This is a lonely hotel.
I watch the people file in and out, families with children, briefcase-toting businessmen who can barely remember what city they’re in, lonely people who clearly feel out of place, as I sit on my perch at the in-house bar, a stool on the very end, closest to the door.
I sip the same drink, a glass of deep red wine, dry and biting. It keeps the mind fresh, interrupts the monotony of the passing people, always going, always rushing. It helps me imagine that they have lives, that this fleeting time they spend in a hotel is something they’ll barely recall in a week’s time.
Not like me.
I’ve made this my semi-home, a static place that offers comfort, where nothing changes, yet life still moves. The concierge at the desk. The constant sound of suitcases rolling, their wheels a soft whir on carpet, a steady click on marble. The cheap, beige rotary-dial telephone and its blinking red light. A familiar hand at the bar who always has my preferred wine in stock, the same glass from which to sip it, my leather stool always empty, waiting.

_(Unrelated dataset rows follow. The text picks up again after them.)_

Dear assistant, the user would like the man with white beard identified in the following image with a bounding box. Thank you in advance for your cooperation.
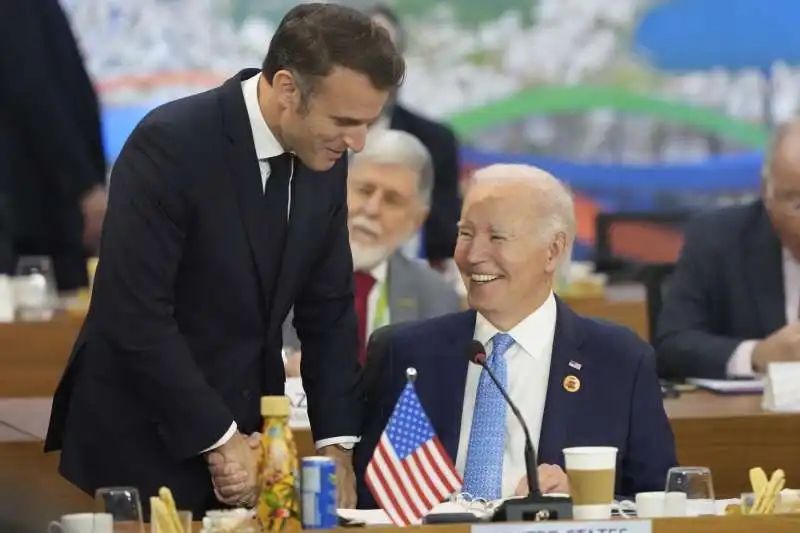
[283,129,460,377]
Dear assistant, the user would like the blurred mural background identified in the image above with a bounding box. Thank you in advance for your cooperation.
[64,0,800,257]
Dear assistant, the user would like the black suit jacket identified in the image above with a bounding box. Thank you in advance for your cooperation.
[0,0,106,290]
[353,300,677,508]
[654,200,786,379]
[391,105,461,261]
[40,70,362,516]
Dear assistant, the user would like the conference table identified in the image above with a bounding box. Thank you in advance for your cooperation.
[295,391,800,498]
[0,298,800,533]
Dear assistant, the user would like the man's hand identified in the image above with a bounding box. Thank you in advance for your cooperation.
[81,185,108,252]
[206,433,261,507]
[284,348,300,378]
[514,464,569,496]
[753,322,800,373]
[318,446,356,509]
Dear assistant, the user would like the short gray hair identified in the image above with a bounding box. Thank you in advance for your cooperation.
[350,129,433,206]
[472,164,577,247]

Sometimes, I allow for a diversion.
I glanced up at the television above the bar mirrors, my eyes half-scanning the breaking news headlines at the bottom. My eyes caught a couple of words: “fire,” “abduction,” “present.” And then there was a man beside me.
He was tall with light brown hair, wavy. He was thin but not unbearably so, and I could see his shoulder muscle ripple slightly as he extended his credit card to the bartender.
“Start me a tab,” he said.
Despite the fact that, except for mine, all barstools were empty, he chose to sit close, with one lone stool separating us. I wasn’t surprised. I wasn’t exactly an approachable type of girl. I keep my interest, any interest, well-concealed. I respected his restraint.
I was in the mood to play tonight, though.
I took a quick side glance at the drink in front of him. A dirty martini, cloudy green-gray, with two bobbing olives and another three skewered on a glass cocktail sword.
A bit clichéd, but to his credit, he had at least tweaked it to his liking.
I could be that, too.
I slowly swiveled my stool so I was no longer facing the opposite direction, uncrossing my legs.
“I don’t often see pretty girls in hotel bars,” he said, turning to me.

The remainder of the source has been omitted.